I agree with Padraigb.  If his figures are close to the mark, this rental is making you money.  Don't focus on the fact that you are having to subsidise the mortgage every month: about €600 per month is coming off the capital of the loan so every month you're buying back a bit more of the property for yourself.  

If this subsidy is causing you financial strain then that's a different story.  You're investing in property each month and if you don't have the disposable income to do that, you have to consider that also.


----------



## pingin2 (15 Oct 2013)

Thanks very much for the replies Padraig and LD.
The subsidy isn't really causing any financial strain and up to now we haven't had too much hassle with letting the property or with tenants .
So ,in your opinions, should I hold on to the property ,as is, for now, and deal with the future in the future.
Thanks again


----------



## Steven Barrett (15 Oct 2013)

pingin2 said:


> Thanks very much for the replies Padraig and LD.
> The subsidy isn't really causing any financial strain and up to now we haven't had too much hassle with letting the property or with tenants .
> So ,in your opinions, should I hold on to the property ,as is, for now, and deal with the future in the future.
> Thanks again



If you read the first half of this thread, it's sell, sell, sell. 

If you read the second half of the thread, it's keep, keep, keep.


----------



## Brendan Burgess (15 Oct 2013)

SBarrett said:


> If you read the first half of this thread, it's sell, sell, sell.
> 
> If you read the second half of the thread, it's keep, keep, keep.



You make it sound as if we are inconsistent. This is what I said 



> as he already has a house, but if he has a cheap tracker, it  might be worth keeping.
> 
> If he has a SVR mortgage, probably get rid of it.

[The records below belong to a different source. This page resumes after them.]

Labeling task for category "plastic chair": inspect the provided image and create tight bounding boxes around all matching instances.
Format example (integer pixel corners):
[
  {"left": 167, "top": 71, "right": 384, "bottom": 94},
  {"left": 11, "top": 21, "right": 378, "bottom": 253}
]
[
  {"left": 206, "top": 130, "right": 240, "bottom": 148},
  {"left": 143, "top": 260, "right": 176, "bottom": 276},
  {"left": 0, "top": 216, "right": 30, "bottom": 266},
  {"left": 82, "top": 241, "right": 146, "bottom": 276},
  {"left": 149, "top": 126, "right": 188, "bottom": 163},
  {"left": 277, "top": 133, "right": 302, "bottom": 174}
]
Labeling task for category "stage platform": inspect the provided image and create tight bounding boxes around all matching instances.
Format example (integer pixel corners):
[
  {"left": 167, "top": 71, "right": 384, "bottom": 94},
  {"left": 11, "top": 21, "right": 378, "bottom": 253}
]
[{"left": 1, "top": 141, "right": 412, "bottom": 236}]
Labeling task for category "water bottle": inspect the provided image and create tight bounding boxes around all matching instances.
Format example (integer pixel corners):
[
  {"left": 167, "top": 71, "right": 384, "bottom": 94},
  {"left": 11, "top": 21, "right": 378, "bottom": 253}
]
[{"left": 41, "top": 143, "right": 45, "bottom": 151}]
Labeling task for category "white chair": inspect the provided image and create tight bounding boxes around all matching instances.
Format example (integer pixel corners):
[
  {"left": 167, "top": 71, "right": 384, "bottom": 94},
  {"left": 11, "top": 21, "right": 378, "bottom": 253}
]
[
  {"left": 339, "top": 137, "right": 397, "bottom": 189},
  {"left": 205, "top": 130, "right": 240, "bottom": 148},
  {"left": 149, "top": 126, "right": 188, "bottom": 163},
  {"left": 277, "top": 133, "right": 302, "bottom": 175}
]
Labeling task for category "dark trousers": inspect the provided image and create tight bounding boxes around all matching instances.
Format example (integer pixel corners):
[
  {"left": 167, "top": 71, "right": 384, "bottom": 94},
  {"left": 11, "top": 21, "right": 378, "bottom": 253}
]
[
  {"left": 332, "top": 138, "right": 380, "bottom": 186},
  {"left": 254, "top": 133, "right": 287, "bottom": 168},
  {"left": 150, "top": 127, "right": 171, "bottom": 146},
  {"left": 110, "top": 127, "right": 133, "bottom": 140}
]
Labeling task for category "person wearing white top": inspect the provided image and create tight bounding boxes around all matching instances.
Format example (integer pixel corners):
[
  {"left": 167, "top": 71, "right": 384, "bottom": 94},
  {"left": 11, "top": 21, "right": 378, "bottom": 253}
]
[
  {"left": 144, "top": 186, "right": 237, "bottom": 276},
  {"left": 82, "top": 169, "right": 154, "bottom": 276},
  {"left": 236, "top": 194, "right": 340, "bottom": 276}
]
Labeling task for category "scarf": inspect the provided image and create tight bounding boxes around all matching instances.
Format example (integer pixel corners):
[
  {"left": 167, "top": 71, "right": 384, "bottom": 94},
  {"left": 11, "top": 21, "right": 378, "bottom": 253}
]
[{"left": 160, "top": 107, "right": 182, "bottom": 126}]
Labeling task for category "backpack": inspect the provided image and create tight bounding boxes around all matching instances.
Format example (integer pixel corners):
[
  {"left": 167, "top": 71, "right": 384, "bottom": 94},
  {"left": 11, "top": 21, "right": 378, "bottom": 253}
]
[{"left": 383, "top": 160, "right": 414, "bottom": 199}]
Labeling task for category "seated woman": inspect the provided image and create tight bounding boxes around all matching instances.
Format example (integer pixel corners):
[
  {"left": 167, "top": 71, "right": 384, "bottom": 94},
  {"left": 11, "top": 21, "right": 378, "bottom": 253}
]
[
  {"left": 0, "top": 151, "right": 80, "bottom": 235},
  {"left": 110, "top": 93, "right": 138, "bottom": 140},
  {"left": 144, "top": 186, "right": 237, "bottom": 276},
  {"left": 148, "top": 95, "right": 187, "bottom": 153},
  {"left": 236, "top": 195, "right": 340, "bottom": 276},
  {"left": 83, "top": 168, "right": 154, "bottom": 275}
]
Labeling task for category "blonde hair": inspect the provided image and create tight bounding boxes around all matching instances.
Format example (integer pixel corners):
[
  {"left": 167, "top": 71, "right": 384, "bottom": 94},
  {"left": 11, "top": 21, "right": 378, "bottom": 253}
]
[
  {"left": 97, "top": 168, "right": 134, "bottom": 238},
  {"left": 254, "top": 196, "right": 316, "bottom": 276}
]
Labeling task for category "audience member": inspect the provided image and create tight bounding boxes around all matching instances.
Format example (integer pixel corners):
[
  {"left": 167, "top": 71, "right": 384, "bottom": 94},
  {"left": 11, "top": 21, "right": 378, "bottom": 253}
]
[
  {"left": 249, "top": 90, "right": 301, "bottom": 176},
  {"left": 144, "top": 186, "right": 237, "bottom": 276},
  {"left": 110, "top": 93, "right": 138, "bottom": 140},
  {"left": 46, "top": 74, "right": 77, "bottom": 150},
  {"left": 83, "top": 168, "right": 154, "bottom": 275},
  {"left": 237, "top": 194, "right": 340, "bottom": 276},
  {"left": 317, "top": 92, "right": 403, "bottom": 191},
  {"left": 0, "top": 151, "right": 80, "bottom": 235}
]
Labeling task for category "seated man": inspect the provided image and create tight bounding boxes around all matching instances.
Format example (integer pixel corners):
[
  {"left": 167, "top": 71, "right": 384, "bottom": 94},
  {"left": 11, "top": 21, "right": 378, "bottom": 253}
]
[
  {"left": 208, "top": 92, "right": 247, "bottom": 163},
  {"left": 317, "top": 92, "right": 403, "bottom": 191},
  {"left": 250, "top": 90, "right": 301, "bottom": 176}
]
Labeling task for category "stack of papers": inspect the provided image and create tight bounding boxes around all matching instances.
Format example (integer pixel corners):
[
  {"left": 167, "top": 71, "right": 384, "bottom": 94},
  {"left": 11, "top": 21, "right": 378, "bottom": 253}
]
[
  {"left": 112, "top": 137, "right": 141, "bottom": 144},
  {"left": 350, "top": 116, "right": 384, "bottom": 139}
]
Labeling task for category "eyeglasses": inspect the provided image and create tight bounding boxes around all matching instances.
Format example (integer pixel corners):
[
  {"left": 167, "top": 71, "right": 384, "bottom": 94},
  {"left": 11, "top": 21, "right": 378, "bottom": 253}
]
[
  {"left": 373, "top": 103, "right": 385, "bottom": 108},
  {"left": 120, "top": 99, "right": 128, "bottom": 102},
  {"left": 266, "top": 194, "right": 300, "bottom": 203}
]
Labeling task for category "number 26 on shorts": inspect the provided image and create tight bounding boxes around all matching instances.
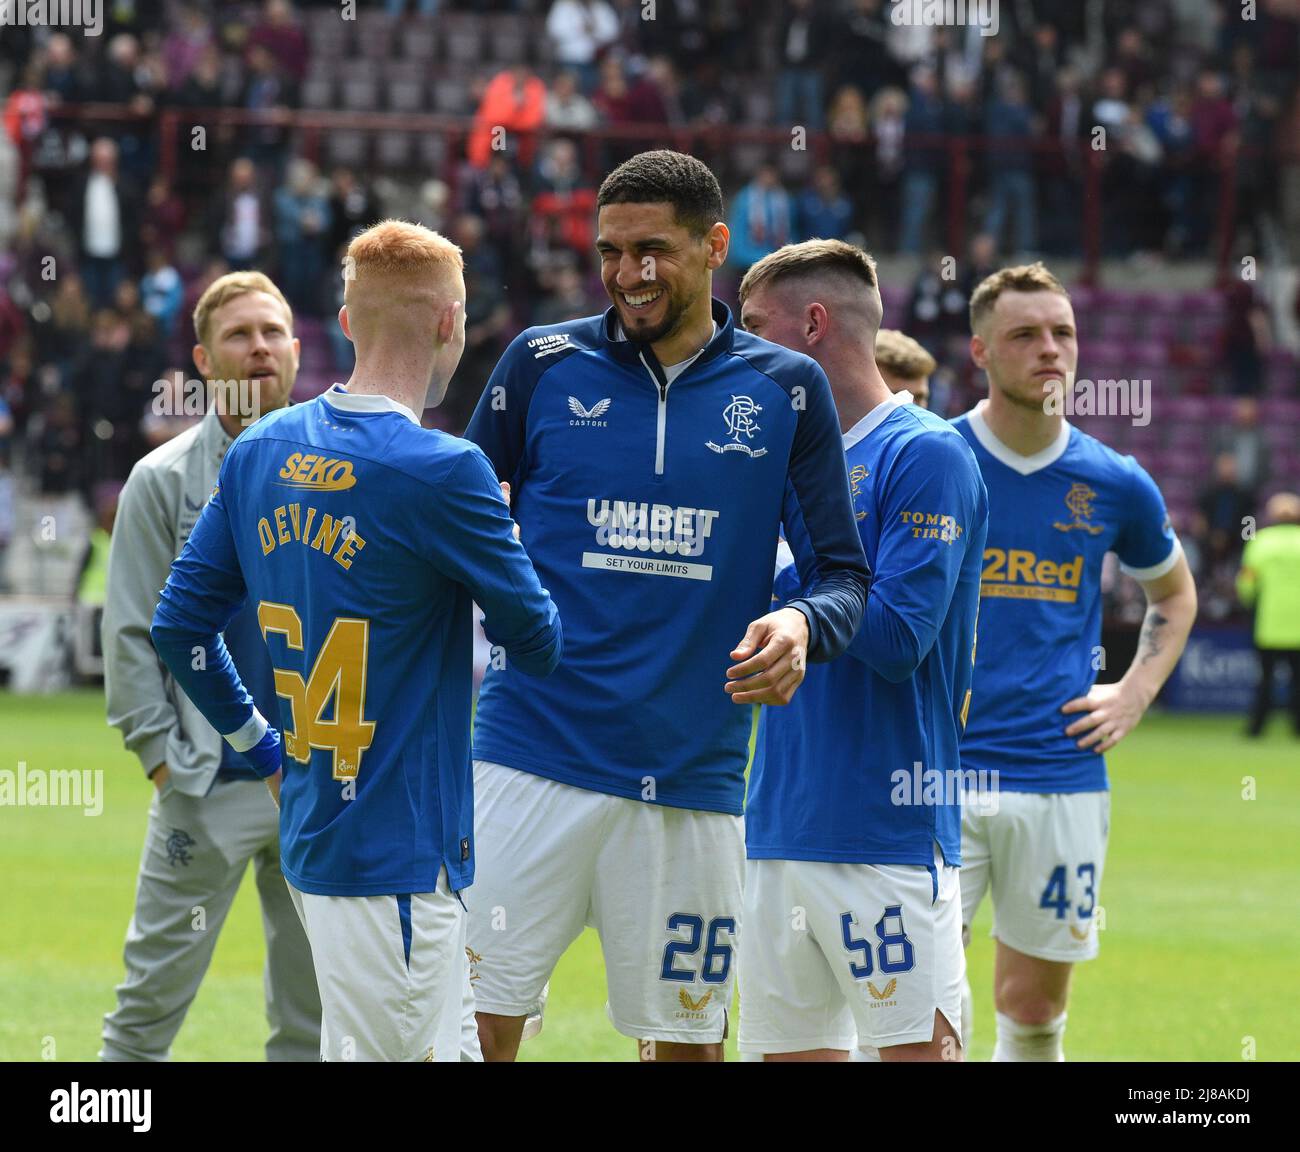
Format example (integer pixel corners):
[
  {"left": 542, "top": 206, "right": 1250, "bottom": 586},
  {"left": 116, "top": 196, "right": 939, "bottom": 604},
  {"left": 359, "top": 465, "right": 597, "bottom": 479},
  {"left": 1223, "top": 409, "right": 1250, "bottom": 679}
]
[{"left": 659, "top": 914, "right": 735, "bottom": 984}]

When he turned out to have a cheap tracker, it seems right to keep it.


----------



## pingin2 (15 Oct 2013)

Would it make sense to use the 30,000 to further reduce the capital if I'm keeping the property ?
Thanks again to everybody who took the time to reply.


----------



## huskerdu (16 Oct 2013)

pingin2 said:


> Would it make sense to use the 30,000 to further reduce the capital if I'm keeping the property ?
> Thanks again to everybody who took the time to reply.



If you save the €30K you earn interest
If you pay if off the mortgage, you save by paying less interest. 

Your tracker rate is low but the interest rate that you could earn on the €30K is also low, and was reduced even further by the increase in DIRT. 

I have not done an analysis which will make you more money in the long term, but my back of the envelope estimate is that the difference between the two approaches is very small. 

The advantage of not paying off the mortqage, is that you keep control of the €30K in case you need it for something else. If you pay it off the mortgage, you lose this.


----------



## pingin2 (16 Oct 2013)

Thanks huskerdu. 
You sum it up well . I can do without the money however I'm not really sure that if I want to put it all into the property either.


----------



## Bronte (17 Oct 2013)

huskerdu said:


> my back of the envelope estimate is that the difference between the two approaches is very small.
> 
> The advantage of not paying off the mortqage, is that you keep control of the €30K in case you need it for something else. If you pay it off the mortgage, you lose this.


 

I agree that if the difference is small the OP is better off keeping the 30K.


----------